Unfortunately, we cannot refund return postage costs on items that are not faulty. If the item has been attempted to assemble or arrived in not same conditions as it was delivered, we reserve the right not to fully refund the item, with a maximum deduction of 50% that might apply. The item may be missing the original packaging or protective wrapping, or might be in the original packaging ozark trail chairs but not sealed. Our mission is simple – to make unique household products available to our customers at the best possible prices. We take pride in having the opportunity to positively affect a person’s life, so we scour the market looking for the latest and greatest innovations in home and households. We also value our supplier relationships as much as our customer relationships.

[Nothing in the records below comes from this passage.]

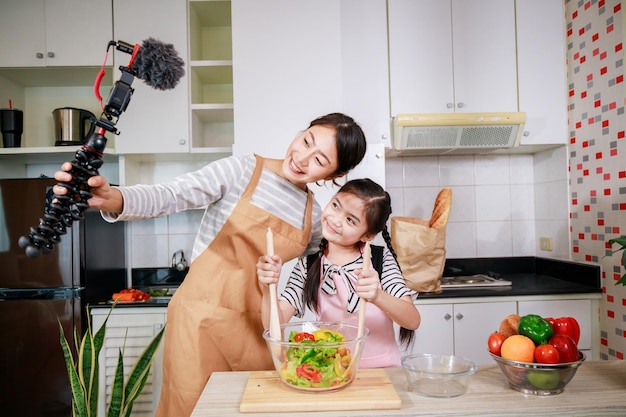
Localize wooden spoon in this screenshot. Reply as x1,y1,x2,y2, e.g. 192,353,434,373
357,242,372,338
344,241,372,375
266,227,282,340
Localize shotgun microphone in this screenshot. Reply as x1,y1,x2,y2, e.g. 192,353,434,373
132,38,185,90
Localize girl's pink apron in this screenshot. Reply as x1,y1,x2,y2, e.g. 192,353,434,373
316,264,401,368
157,156,313,417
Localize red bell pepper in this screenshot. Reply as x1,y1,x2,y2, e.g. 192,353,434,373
546,317,580,345
296,363,322,382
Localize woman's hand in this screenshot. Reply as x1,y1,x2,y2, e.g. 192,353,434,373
256,255,283,286
355,269,380,301
52,162,124,213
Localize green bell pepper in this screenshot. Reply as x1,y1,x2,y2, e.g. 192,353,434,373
517,314,552,346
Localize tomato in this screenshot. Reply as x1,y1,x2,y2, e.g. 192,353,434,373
293,332,315,342
546,317,580,345
112,288,150,302
296,363,322,382
548,334,578,363
535,345,560,364
487,332,506,356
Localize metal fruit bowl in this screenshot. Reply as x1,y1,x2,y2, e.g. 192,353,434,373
489,352,585,395
263,321,369,392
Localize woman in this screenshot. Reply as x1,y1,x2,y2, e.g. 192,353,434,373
54,113,366,417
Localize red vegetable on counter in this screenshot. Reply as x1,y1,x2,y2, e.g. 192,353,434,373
548,334,579,363
111,288,150,302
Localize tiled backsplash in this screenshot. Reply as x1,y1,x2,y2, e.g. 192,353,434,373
386,147,569,259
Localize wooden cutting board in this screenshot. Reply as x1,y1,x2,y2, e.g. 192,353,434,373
239,369,402,413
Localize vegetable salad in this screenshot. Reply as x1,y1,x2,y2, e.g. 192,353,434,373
281,329,352,388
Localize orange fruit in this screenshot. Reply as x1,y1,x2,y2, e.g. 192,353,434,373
500,334,535,363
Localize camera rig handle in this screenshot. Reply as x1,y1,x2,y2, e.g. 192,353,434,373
18,41,139,258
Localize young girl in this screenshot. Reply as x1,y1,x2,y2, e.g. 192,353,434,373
257,179,421,368
54,113,367,417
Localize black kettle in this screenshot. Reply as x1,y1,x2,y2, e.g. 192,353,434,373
52,107,96,146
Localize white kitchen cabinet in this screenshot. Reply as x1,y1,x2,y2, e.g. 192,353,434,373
113,0,190,154
0,0,113,66
189,0,234,153
232,0,342,158
232,0,390,158
411,300,517,364
388,0,518,115
518,300,588,352
516,0,568,145
91,307,167,417
340,0,391,148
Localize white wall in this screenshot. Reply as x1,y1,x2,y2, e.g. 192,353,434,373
385,147,569,259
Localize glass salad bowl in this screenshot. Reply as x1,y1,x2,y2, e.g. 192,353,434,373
263,321,369,392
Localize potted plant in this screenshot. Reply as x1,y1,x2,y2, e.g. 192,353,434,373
59,303,165,417
609,236,626,286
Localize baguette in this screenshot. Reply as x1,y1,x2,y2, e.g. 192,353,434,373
428,188,452,229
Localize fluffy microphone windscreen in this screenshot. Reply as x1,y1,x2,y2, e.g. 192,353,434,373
133,38,185,90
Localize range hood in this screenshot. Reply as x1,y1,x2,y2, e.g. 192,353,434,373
387,112,526,156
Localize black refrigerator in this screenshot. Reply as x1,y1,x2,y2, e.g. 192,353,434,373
0,178,127,417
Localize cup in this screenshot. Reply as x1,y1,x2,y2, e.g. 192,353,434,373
0,109,24,148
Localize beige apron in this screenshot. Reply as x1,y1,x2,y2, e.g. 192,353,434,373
157,156,313,417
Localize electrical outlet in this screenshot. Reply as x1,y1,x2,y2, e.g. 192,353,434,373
539,237,552,251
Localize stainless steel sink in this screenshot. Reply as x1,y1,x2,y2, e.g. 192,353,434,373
441,274,513,289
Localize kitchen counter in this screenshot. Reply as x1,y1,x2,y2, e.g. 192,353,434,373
418,273,602,299
192,361,626,417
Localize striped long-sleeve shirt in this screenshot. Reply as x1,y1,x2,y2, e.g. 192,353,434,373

We follow the blog and are able to stay in budget and get twice as many items for the family. Walmart offers FREE shipping on purchases over $35. Log In to be able to add this product to your Wish List. Browse Ozark Trail’s top-rated hiking and camping gear and more.
This probably could have been prevented by adding more yellow support poles to the roof. The REI Co-op Screen House Shelter is an intuitively designed, easy-to-erect picnic tent that offers protection from sun, bugs, and mild rain showers. Though the boxy design is basic, in our tests we found that this camping shelter offered the best combination of functionality, durability, and affordability of all the tents we tried. This is one of those products where the instructions are basically a complete fantasy. They make one false unstated assumption after another. What you wind up with is a web of pipes and plastic pieces that falls apart at one end as you assemble the other.
Any $75 canopy tent from a big-box store—we’re talking about the common square canopy with four spindly metal legs—can provide shade during midday. But when you’re camping or eating outdoors, you’ll likely want protection from insects, as well. That’s why we focused on collapsible camping shelters with mesh walls to keep bugs at bay.